И он начал посещать находившийся на окраине города спортивный зал. Посещать исправно, одолевая холодный, смятенный стыд. Он стыдился своего тела, тела расставшегося с молодостью мальчишки, и стыдился желания приукрасить его. Куда легче быть циничным, демонстративно хилым. Куда легче сидеть в барах и отпускать шуточки. Теперь он признал это – признал в себе тщеславие такого рода. Теперь он жаждал того, чего жаждут глупцы, разделил их веру в телесную крепость. И потому, подрагивая от смущения, продолжал потеть в спортивном зале. Приезжал туда после школы и делал, что положено. Выбранный им зал находился в Мэлдене, в едва сводившем концы с концами торговом центре, вдали от привычных орбит мира, в котором он жил. Здесь обливались на велотренажерах потом стареющие мужчины. Сюда приходили компании мускулистых подростков с уже вышедшими из моды прическами, поднимавших немыслимые тяжести и подбадривавших друг друга громким сквернословием. Эти мальчишки вполне могли приходиться братьями его давнему другу Биффу – громогласно самоуверенные, влюбленные в собственную пригожесть и готовые прикончить любого мужчину, который попытается разделить с ними эту любовь. Вилл держался особняком. Он презирал их и против воли своей любовался ими, бросая на юнцов взгляды поверх коврового покрытия с разбросанными по нему гантелями и тренажерами.

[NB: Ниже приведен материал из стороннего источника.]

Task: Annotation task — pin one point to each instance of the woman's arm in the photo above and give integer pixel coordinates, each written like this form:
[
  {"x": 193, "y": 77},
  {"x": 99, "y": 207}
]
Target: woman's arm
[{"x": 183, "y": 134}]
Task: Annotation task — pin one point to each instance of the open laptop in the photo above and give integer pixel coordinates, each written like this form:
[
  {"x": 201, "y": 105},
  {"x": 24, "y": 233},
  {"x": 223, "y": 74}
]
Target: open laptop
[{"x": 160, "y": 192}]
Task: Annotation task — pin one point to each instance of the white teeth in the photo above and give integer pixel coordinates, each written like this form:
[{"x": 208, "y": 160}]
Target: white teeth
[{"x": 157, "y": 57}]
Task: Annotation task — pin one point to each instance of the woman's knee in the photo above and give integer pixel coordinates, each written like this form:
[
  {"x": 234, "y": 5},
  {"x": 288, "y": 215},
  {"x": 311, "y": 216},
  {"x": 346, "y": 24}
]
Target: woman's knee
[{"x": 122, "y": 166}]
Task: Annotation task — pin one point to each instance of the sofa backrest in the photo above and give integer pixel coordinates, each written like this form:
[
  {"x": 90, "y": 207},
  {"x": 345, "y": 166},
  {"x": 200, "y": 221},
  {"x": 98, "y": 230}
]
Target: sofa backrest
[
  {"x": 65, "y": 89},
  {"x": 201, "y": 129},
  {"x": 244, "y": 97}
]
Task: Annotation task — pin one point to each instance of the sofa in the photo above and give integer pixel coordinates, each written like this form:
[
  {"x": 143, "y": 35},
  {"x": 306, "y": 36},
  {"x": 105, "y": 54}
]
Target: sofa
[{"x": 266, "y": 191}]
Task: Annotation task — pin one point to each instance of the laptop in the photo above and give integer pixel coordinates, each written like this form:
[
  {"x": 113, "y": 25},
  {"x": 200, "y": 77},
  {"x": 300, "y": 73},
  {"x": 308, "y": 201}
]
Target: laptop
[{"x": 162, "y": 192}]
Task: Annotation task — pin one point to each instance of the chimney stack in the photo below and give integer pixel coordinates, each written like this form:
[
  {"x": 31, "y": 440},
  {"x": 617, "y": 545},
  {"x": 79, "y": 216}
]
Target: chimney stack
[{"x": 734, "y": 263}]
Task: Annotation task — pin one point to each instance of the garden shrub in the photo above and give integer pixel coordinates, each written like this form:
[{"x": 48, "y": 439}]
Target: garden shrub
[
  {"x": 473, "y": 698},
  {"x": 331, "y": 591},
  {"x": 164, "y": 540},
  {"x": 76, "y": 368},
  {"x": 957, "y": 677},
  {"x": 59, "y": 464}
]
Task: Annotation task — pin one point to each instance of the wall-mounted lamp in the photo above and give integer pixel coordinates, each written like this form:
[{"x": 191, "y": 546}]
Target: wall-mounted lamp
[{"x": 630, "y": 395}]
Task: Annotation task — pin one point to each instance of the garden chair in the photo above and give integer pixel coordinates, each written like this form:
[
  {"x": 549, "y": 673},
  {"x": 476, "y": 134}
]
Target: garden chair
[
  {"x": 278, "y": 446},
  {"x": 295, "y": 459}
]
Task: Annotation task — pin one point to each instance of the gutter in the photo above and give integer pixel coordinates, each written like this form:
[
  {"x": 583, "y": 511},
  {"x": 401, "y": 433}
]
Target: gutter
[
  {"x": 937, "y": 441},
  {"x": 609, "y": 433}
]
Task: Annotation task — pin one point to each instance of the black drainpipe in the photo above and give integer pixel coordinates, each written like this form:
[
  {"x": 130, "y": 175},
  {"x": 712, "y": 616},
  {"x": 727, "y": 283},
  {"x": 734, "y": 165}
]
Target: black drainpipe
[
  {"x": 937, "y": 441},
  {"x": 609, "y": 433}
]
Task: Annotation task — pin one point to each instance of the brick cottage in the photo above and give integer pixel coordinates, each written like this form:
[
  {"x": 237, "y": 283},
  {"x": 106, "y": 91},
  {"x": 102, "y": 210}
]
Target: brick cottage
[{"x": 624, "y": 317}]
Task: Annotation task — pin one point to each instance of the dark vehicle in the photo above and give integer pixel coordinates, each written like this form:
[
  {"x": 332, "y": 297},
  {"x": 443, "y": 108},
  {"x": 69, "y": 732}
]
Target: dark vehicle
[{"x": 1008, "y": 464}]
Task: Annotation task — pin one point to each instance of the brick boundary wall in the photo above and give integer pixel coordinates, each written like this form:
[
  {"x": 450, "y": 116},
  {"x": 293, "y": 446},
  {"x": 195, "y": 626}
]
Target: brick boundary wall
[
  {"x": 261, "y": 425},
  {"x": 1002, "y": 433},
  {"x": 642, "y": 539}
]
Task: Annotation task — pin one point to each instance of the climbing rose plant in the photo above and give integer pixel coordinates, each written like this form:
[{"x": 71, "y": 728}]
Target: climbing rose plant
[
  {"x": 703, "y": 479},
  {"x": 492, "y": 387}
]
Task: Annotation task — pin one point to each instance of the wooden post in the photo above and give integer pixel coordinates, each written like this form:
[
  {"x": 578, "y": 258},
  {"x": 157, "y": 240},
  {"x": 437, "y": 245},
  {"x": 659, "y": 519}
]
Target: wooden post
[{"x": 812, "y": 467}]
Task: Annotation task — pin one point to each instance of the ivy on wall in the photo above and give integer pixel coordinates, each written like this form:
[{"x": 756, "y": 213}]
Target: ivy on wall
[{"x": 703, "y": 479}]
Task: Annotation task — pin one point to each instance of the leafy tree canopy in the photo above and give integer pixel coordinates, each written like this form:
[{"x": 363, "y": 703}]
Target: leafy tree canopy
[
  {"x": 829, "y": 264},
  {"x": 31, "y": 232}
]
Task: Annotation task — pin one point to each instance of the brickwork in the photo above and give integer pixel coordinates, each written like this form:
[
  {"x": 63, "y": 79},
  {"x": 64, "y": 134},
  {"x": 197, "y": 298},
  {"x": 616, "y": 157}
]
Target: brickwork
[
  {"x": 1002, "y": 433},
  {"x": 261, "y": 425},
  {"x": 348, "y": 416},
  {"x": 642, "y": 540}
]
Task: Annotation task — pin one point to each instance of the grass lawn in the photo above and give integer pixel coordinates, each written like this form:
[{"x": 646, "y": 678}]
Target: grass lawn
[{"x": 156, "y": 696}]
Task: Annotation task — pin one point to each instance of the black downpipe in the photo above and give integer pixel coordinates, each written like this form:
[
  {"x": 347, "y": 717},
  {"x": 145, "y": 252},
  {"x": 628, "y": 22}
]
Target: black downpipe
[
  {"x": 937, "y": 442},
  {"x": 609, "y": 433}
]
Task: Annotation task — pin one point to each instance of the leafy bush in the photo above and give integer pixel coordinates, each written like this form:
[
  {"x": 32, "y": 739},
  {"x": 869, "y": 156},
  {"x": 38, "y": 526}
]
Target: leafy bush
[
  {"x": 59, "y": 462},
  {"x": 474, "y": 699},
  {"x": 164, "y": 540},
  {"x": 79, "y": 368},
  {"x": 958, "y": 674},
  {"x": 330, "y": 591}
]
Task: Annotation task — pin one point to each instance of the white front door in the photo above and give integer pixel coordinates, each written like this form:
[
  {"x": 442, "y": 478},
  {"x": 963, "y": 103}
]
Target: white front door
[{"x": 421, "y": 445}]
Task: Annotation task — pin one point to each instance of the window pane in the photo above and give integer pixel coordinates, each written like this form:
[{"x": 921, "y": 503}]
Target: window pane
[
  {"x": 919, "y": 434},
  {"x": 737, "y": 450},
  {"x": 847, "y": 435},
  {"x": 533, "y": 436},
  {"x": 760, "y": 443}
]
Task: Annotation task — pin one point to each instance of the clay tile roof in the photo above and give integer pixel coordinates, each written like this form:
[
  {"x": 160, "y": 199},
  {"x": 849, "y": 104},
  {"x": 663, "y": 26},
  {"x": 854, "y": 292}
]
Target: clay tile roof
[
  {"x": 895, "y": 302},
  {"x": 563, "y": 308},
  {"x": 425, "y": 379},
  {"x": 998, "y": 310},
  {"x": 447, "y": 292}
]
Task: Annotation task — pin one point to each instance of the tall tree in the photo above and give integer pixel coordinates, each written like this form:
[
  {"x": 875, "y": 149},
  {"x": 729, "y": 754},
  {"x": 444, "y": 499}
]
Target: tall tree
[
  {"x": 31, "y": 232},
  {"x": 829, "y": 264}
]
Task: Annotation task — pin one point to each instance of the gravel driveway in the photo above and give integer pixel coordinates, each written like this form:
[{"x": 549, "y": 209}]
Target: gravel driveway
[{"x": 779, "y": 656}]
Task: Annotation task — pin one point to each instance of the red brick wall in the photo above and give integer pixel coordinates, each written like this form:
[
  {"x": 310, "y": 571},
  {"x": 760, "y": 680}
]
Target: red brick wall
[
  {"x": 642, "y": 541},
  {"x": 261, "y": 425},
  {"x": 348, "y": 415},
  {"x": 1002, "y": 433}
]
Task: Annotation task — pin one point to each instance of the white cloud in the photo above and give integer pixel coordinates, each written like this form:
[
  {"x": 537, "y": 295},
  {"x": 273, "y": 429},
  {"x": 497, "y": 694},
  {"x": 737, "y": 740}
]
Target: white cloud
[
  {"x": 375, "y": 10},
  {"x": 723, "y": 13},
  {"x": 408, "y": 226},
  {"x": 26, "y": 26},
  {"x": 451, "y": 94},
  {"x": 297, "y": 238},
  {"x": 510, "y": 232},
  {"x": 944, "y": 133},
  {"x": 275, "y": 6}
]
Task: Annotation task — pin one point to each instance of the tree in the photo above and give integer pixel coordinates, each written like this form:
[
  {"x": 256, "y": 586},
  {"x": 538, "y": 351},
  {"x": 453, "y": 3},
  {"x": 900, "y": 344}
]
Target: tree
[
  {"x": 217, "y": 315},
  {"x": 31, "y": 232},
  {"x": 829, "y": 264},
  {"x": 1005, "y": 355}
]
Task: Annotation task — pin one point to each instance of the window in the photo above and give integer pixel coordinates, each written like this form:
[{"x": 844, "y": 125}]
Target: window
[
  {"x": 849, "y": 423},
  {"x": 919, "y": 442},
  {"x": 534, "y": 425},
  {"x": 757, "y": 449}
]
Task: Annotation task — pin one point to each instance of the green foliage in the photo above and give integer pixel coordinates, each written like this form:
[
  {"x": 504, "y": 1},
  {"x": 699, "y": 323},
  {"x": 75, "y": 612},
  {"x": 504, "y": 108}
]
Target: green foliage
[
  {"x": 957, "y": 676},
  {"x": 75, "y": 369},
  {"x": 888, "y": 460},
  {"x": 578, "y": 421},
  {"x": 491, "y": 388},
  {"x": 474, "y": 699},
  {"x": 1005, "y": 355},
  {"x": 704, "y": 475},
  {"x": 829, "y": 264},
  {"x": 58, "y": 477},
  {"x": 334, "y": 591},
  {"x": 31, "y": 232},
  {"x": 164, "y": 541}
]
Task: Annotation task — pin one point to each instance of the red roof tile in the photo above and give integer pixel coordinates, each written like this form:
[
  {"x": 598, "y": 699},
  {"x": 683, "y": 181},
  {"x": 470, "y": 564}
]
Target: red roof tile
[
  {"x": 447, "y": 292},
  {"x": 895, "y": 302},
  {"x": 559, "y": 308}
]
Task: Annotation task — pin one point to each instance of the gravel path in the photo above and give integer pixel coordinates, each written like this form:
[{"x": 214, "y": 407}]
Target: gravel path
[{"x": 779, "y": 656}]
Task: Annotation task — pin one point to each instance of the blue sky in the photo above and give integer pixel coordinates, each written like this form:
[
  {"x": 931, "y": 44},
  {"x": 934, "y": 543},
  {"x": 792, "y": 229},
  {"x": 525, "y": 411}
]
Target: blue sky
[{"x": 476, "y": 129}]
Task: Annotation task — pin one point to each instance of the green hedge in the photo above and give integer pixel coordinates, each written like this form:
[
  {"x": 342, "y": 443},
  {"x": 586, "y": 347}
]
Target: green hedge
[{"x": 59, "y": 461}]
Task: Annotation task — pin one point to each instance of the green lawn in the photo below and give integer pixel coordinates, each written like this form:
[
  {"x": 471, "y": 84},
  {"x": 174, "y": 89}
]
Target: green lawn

Он чувствовал себя униженным, но усердствовать продолжал. Тужась, поднимал пятифунтовые гантели. Временами, справившись с тяжестью совсем уж незначительной, он, побагровевший и изнуренный, оглядывался по сторонам и улыбался, словно пытаясь внушить каждому, кто за ним наблюдает, что занимается всем этим в шутку. А обнаружив, что никто за ним не наблюдает, что никому нет до него дела, брался за тяжесть побольше и начинал все сначала.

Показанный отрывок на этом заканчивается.